Like those, photographers look for a perfect scenery, recreating a space, a theater that represent the mystery, elegance, anger, surprise ... As in the paintings, the light, the drama of shadows, a forced perspective that leads the eye to a face, a hand, poses a figure that is discovered, it is hidden or displayed. Photography and painting try to frame and freeze, with common resources, the beauty.

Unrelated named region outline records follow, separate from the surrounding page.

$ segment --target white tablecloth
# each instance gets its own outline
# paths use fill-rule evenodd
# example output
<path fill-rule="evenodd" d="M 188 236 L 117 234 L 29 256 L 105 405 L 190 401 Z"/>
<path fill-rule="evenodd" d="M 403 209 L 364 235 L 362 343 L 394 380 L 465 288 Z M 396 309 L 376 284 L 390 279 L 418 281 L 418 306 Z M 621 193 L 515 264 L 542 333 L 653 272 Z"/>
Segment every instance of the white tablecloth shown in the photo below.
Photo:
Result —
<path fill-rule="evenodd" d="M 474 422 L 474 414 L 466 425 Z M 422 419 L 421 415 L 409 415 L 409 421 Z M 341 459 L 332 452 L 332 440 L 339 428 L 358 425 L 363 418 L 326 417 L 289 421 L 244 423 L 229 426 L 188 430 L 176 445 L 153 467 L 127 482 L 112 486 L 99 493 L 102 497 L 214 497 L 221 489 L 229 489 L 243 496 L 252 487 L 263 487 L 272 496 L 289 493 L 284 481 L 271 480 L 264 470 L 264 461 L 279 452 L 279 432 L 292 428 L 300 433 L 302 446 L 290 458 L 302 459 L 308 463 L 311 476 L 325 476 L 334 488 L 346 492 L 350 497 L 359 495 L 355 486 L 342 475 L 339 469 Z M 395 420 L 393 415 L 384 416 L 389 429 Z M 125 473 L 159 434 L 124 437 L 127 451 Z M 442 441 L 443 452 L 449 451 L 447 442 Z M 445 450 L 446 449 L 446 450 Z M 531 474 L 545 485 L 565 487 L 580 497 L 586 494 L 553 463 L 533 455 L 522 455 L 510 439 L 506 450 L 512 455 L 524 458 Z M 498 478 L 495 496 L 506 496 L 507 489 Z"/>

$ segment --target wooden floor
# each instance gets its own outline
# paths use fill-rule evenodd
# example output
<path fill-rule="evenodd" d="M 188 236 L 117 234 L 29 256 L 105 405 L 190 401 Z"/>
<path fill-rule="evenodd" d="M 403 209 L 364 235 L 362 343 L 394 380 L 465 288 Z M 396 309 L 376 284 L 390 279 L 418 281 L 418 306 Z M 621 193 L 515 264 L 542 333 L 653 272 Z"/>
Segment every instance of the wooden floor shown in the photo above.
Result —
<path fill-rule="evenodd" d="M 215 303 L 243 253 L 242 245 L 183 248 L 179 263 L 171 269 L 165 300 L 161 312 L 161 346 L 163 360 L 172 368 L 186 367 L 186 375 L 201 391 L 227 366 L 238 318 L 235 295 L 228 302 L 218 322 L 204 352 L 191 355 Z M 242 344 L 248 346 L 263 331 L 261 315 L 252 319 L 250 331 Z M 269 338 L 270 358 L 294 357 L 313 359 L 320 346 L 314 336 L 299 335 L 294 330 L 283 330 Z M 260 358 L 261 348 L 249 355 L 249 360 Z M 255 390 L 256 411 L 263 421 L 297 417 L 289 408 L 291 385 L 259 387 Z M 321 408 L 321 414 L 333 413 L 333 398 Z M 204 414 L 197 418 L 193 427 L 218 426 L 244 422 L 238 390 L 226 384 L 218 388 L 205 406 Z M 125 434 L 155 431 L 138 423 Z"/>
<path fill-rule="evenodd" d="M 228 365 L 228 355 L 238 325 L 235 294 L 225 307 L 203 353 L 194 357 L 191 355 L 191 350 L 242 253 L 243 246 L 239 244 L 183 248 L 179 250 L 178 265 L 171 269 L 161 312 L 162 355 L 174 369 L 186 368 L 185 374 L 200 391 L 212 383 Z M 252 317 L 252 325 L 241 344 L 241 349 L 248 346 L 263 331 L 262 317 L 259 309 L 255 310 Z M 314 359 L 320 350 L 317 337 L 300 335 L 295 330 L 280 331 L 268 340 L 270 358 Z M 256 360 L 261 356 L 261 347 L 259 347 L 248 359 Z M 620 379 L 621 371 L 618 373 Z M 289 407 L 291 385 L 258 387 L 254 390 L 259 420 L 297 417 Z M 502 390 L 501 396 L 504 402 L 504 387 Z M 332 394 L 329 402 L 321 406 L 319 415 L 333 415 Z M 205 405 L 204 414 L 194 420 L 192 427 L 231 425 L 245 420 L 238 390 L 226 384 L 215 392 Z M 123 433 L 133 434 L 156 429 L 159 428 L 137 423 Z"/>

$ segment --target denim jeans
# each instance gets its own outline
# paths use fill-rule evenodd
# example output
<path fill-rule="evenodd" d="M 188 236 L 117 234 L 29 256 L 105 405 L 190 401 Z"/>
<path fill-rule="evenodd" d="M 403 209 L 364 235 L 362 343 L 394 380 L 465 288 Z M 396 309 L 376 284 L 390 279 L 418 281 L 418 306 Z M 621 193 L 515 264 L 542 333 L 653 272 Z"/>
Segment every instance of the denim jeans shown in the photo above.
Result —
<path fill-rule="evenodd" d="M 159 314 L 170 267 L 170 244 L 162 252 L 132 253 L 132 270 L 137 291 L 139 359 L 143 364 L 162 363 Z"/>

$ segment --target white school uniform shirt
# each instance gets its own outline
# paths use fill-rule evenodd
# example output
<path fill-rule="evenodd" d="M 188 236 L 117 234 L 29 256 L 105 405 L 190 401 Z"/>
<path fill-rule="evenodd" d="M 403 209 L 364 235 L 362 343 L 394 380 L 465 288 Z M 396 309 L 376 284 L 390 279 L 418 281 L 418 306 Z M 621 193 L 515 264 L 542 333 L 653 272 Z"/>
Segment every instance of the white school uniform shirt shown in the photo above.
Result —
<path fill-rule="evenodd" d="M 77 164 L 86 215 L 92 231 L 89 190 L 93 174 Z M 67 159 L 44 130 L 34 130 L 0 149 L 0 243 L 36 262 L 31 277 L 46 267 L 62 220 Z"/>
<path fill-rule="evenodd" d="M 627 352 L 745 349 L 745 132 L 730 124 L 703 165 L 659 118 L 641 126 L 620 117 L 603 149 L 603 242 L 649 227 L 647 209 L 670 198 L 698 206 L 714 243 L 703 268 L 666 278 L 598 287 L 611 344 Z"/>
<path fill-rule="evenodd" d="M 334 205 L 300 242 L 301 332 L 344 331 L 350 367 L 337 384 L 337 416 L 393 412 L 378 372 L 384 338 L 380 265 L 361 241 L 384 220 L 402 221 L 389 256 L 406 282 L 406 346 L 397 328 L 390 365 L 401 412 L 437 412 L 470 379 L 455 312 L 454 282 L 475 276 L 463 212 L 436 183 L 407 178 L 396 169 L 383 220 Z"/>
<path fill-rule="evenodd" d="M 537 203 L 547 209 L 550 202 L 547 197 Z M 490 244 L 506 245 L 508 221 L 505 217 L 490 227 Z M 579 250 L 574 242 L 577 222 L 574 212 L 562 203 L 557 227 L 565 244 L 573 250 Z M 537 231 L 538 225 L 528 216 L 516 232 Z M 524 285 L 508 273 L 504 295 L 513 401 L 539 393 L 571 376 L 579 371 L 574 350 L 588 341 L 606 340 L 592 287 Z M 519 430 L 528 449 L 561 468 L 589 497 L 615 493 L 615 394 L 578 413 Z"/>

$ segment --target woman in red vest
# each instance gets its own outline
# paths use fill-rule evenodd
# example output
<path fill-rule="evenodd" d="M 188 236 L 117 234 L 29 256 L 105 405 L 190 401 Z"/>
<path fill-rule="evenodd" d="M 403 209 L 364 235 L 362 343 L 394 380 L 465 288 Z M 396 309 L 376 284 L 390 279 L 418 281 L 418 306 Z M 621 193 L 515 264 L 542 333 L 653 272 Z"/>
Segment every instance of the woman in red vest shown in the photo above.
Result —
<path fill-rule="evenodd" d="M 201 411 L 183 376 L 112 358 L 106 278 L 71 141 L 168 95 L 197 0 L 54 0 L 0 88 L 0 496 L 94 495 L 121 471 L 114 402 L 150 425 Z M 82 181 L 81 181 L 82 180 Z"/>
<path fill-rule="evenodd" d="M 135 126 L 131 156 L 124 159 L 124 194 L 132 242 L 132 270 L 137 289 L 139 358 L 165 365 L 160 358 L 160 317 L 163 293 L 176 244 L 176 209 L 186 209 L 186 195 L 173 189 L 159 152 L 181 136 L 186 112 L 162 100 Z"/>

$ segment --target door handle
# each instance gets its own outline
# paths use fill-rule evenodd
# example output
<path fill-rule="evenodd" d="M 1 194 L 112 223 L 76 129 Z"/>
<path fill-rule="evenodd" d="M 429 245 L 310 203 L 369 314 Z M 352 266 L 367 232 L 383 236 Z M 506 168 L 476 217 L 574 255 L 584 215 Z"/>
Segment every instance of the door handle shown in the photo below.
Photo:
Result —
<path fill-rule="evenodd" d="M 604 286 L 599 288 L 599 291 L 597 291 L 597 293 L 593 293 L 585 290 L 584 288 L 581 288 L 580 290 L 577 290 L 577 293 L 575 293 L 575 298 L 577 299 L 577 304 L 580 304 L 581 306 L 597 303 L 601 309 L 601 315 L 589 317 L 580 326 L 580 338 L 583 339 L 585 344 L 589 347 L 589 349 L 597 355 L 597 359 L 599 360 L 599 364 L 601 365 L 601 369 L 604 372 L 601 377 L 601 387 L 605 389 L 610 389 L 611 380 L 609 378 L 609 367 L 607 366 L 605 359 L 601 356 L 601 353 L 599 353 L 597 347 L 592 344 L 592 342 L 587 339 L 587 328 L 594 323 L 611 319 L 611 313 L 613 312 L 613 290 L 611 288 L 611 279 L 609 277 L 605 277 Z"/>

And about beauty, Vogue is the master.

 

 

Vogue Like Painting shows 62 images organized into three main genres: portraits, landscapes and still lifes and interiors, photographs with lights, colors and imaginary, that connect directly with artists such as Zurbarán, Millais, Sargent, Gauguin, Dali, Magritte, Hopper ... "The exhibition shows a timelessness in the pose of the model: a kind of mental lapse in which everything is very, very still," says exhibition curator Debra Smith.

 

 

Photographers like Cecil Beaton, Peter Lindbergh, Annie Leibovitz, Irving Penn, Mario Testino, David Sims, Patrick Demarchelier, Steven Horst P. Horst Klein recreate classics as The Girl with a Pearl Earring by Vermeer Cover by Erwin Blumenfeld in 1945 and Erwin Olaf, in 2013; or Lonely Woman by Camilla Akrans with an undeniable Hopper's air; or recreation that makes Michael Thompson of St. Elizabeth of Portugal Zurbaran, with the fantastic model Karmen Kass.

 

 

 

Behind these images there is a shared magic because they are only possible with the work of a team of makeup artists, hairdressers, stylists, scenographers, lighting, art directors ... The exhibition has taken three years to take form, 3 years diving in the archives of Vogue, so rich, inspiring and evocative as the pre-Raphaelites art works.